Home

Hoge Raad, 25-02-2022, ECLI:NL:HR:2022:311, 20/00048

Hoge Raad, 25-02-2022, ECLI:NL:HR:2022:311, 20/00048

Gegevens

Instantie
Hoge Raad
Datum uitspraak
25 februari 2022
Datum publicatie
25 februari 2022
Annotator
ECLI
ECLI:NL:HR:2022:311
Formele relaties
Zaaknummer
20/00048

Inhoudsindicatie

Art. 81 lid 1 RO. Kort geding. Vordering om aan minderjarige met Nederlandse nationaliteit en zijn moeder opvang te bieden, met voldoende geld om te voorzien in de basisbehoeften. Handelt de Staat in strijd met art. 3 of 8 EVRM en IVRK? Strijd met recht op verblijf op de voet van art. 20 VWEU?

Uitspraak

HOGE RAAD DER NEDERLANDEN

CIVIELE KAMER

Nummer 20/00048

Datum 25 februari 2022

ARREST

In de zaak van

[de moeder], zowel pro se als in haar hoedanigheid van wettelijk vertegenwoordiger van haar minderjarige kind [het kind],thans verblijvende te [verblijfplaats],

EISERES tot cassatie, verweerster in het voorwaardelijk incidentele cassatieberoep,

hierna: [de moeder],

advocaat: G.E.M. Later,

tegen

STAAT DER NEDERLANDEN,zetelende te Den Haag,

VERWEERDER in cassatie, eiser in het voorwaardelijk incidentele cassatieberoep,

hierna: de Staat,

advocaten: K. Teuben en M.M. van Asperen.

1. Procesverloop

Voor het verloop van het geding in feitelijke instanties verwijst de Hoge Raad naar:

  1. het vonnis in de zaak C/09/580912/KG ZA 19/947 van de voorzieningenrechter in de rechtbank Den Haag van 7 oktober 2019;

  2. het arrest in de zaak 200.267.534/01 van het gerechtshof Den Haag van 8 november 2019.

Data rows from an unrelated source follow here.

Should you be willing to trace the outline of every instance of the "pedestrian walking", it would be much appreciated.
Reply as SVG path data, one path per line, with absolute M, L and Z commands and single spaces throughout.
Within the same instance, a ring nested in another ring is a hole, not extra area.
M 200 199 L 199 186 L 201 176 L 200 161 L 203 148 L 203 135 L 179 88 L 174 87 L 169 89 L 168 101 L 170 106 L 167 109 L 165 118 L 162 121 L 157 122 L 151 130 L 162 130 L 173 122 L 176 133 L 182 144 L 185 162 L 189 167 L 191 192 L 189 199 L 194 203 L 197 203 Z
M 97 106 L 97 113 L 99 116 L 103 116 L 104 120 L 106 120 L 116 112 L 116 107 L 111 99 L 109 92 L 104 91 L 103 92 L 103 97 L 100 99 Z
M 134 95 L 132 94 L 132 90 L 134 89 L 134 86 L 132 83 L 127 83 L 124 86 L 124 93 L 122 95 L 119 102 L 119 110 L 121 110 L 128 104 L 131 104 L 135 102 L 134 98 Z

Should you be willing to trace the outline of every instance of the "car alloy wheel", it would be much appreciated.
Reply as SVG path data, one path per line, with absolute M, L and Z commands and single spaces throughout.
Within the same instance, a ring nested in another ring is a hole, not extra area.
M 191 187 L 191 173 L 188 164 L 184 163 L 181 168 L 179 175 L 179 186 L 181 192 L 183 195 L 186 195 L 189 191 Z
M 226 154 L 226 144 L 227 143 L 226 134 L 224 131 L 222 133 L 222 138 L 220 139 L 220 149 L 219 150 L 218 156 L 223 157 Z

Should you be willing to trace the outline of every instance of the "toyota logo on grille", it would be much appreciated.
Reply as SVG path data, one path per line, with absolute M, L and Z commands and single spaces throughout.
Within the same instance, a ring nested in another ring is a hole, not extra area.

[de moeder] heeft tegen het arrest van het hof beroep in cassatie ingesteld.

De Staat heeft voorwaardelijk incidenteel cassatieberoep ingesteld.

Partijen hebben over en weer een verweerschrift tot verwerping van het beroep ingediend.

De zaak is voor partijen toegelicht door hun advocaten.

De conclusie van de Advocaat-Generaal W.L. Valk strekt tot verwerping van het principaal cassatieberoep.

De advocaten van partijen hebben schriftelijk op die conclusie gereageerd.

2 Beoordeling van het middel in het principale beroep

De Hoge Raad heeft de klachten over het arrest van het hof beoordeeld. De uitkomst hiervan is dat deze klachten niet kunnen leiden tot vernietiging van dat arrest. De Hoge Raad hoeft niet te motiveren waarom hij tot dit oordeel is gekomen. Bij de beoordeling van deze klachten is het namelijk niet nodig om antwoord te geven op vragen die van belang zijn voor de eenheid of de ontwikkeling van het recht (zie artikel 81 lid 1 van de Wet op de rechterlijke organisatie).

Het incidentele beroep, dat is ingesteld onder de voorwaarde dat het middel in het principale beroep tot vernietiging van het arrest van het hof leidt, behoeft gelet op hetgeen hiervoor is overwogen geen behandeling.

3 Beslissing

De Hoge Raad:

-

verwerpt het principale beroep;

-

veroordeelt [de moeder] in de kosten van het geding in cassatie, tot op deze uitspraak aan de zijde van Staat begroot op € 902,34 aan verschotten en € 2.200,-- voor salaris, vermeerderd met de wettelijke rente over deze kosten indien [de moeder] deze niet binnen veertien dagen na heden heeft voldaan.

Dit arrest is gewezen door de president G. de Groot als voorzitter, de vicepresidenten M.V. Polak en M.J. Kroeze en de raadsheren C.H. Sieburgh en F.J.P. Lock, en in het openbaar uitgesproken door de raadsheer H.M. Wattendorff op 25 februari 2022.